Esses rios possuíam áreas de transbordo em períodos das cheias: as várzeas.
Quando o núcleo central começava a ter um adensamento foi necessário transpor
as barreiras desses rios e passar ao outro lado criando núcleos menores. A
cidade de São Paulo duplica sua população de 1872 a 1890 passando de 30 mil
habitantes para 60 mil. Urgia, agir, pois a ocupação era totalmente irregular e
desordenada.
João Theodoro Xavier de Matos do
partido conservador foi nomeado pelo imperador Dom Pedro II,em 11 de dezembro
de 1872, para presidência da Província de São Paulo, tomando posse em 21 do
mesmo mês. Consta ter sido um grande administrador, ganhando a cidade de São
Paulo impulso notável, estimulando fazendeiros e capitalistas a expandir seus
negócios no oeste paulista, mas manter suas residências próximas das demandas
cafeeiras da bolsa implantadas na cidade, vendo-se próximos desse escoamento de
produção.
Torna-se um divisor
entre um momento que a cidade provinciana, recebendo ares modernos e de grande
produtora do setor cafeeiro. São Paulo necessitando de espaço para seu
crescimento urbano cria através de seu administrador João Teodoro, novas áreas
de expansão ligadas por vias de acesso entre a parte alta e baixa da cidade,
saneamento básico de água e esgoto, cria a Caixa Econômica (Imperial) e lança a
pedra fundamental para a construção do monumento a Independência no Ipiranga.
Affonso d’Escragnolle
Taunay enaltece sua importância histórica para a Cidade de São Paulo e reforça
ainda: “Acontecimento de maior relevância veio a ser a instalação solene a 3 de
fevereiro de 1874 do tribunal de Relação de São Paulo, formando a corte
constante de sete desembargadores. Assim a justiça paulista ganhava um tribunal
de segunda instância, para julgar recursos contra decisões dos juízes do
Direito das Comarcas das Províncias”.
As tendências do
sistema urbano paulistano estavam voltadas pelo modelo de ajardinamento,
bulevares, além de uma arquitetura estética que muito abarcou do modelo
europeu. Nas estações ferroviárias, foram implantados o sistema dos ingleses, definido
como “square”. Deste modo o sistema “square” de ajardinamento foi usado para o
modelo urbanístico de praças da cidade, sendo implantados coretos, quiosques,
ornamento de fontes com cascatas, além de abertura e ampliação de vias públicas
dotadas de paralelepípedos no calçamento das mesmas e ampliando os antigos
largos dando-os novas formas, como o Largo dos Curros, que depois recebeu o
nome de Praça da Republica, com o advento desta. O Largo da Sé, e outros
tantos.
São Paulo possuia em
seu código de posturas núcleos inspirados em princípios da legislação de terras
de 1850, apresentando um centro com lotes urbanos rodeados por terras que se
dividiam em lotes agrícolas. Muitas propriedades foram concedidas ao longo da
estrada para Santo Amaro e o Caminho Velho. Ainda era indefinido o sentido da
direção do Gasômetro. A indefinição foi prolongada até 1875 quando a Província
de São Paulo teve aprovadas pela assembleia, os recursos para obras onde datas
(terrenos) não se recebiam mais por cartas, pois as grandes levas de imigrantes
já adquiriam por pagamento de foro anual (aforamento) que já estava em vigor no
código de posturas de 1875, que previa cobrança pela outorga da carta de datas.

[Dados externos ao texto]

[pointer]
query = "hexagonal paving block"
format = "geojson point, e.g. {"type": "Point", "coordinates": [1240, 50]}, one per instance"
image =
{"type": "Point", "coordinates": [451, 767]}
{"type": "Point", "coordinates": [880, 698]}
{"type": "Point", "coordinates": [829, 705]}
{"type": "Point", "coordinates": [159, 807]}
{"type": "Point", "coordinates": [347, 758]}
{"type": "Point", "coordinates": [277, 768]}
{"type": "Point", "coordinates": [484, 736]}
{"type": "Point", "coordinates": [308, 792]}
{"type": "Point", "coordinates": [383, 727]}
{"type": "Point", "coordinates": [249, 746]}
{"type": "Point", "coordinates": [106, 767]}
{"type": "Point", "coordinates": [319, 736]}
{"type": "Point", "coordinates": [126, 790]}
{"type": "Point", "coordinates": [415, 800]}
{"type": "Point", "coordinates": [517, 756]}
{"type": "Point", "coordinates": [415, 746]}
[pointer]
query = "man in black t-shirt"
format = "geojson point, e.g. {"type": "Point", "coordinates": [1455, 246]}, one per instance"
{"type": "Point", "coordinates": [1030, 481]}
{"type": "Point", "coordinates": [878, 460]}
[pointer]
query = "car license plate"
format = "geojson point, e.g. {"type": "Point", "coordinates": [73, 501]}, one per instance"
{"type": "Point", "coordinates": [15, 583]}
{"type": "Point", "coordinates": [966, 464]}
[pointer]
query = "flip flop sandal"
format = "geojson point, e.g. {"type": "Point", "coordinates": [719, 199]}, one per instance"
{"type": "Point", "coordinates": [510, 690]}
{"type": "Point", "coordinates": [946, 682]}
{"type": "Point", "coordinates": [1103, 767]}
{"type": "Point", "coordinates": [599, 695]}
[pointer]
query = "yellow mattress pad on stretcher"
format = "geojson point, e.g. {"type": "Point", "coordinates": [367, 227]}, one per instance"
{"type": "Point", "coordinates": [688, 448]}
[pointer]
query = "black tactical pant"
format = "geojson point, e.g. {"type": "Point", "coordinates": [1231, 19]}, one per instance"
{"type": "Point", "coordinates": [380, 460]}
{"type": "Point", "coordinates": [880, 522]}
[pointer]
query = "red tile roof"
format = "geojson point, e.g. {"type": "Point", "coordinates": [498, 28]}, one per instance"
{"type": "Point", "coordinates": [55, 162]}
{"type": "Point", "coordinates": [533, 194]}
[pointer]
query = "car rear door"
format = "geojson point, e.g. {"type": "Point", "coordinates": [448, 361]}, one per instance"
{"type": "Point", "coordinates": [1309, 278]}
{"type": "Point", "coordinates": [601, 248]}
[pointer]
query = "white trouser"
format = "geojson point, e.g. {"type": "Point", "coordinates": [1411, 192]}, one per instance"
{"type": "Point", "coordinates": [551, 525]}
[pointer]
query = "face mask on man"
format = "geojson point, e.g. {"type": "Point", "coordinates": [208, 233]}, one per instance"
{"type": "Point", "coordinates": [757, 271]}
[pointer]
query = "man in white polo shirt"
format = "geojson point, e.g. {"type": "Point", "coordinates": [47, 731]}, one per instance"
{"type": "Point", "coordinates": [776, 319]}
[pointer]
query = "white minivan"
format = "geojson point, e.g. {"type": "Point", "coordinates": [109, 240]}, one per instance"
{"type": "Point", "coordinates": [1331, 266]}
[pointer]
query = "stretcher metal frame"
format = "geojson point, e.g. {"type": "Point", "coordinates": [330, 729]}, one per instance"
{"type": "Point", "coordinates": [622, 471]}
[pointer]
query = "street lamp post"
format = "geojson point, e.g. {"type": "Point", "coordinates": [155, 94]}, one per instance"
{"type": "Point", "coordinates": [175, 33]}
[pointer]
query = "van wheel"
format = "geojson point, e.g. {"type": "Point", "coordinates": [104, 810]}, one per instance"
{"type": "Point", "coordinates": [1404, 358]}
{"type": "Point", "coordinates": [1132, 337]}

Pelo decreto 528 de 28 de junho de 1890 houve a regulamentação dos burgos
agrícolas, num afastamento do núcleo central determinando os subúrbios de
prestação de serviços agrícolas e pastoris.
Dividiu ainda a comarca
judiciária da capital, em ato de 12 de fevereiro de 1874, em dois novos
distritos, a saber:
1º distrito: Sul da Sé;
Brás; Penha; Conceição de Guarulhos; São Bernardo e Santo Amaro.
2º distrito: norte da
Sé; Santa Ifigênia; Consolação; Itapecerica, Parnaíba e Juqueri.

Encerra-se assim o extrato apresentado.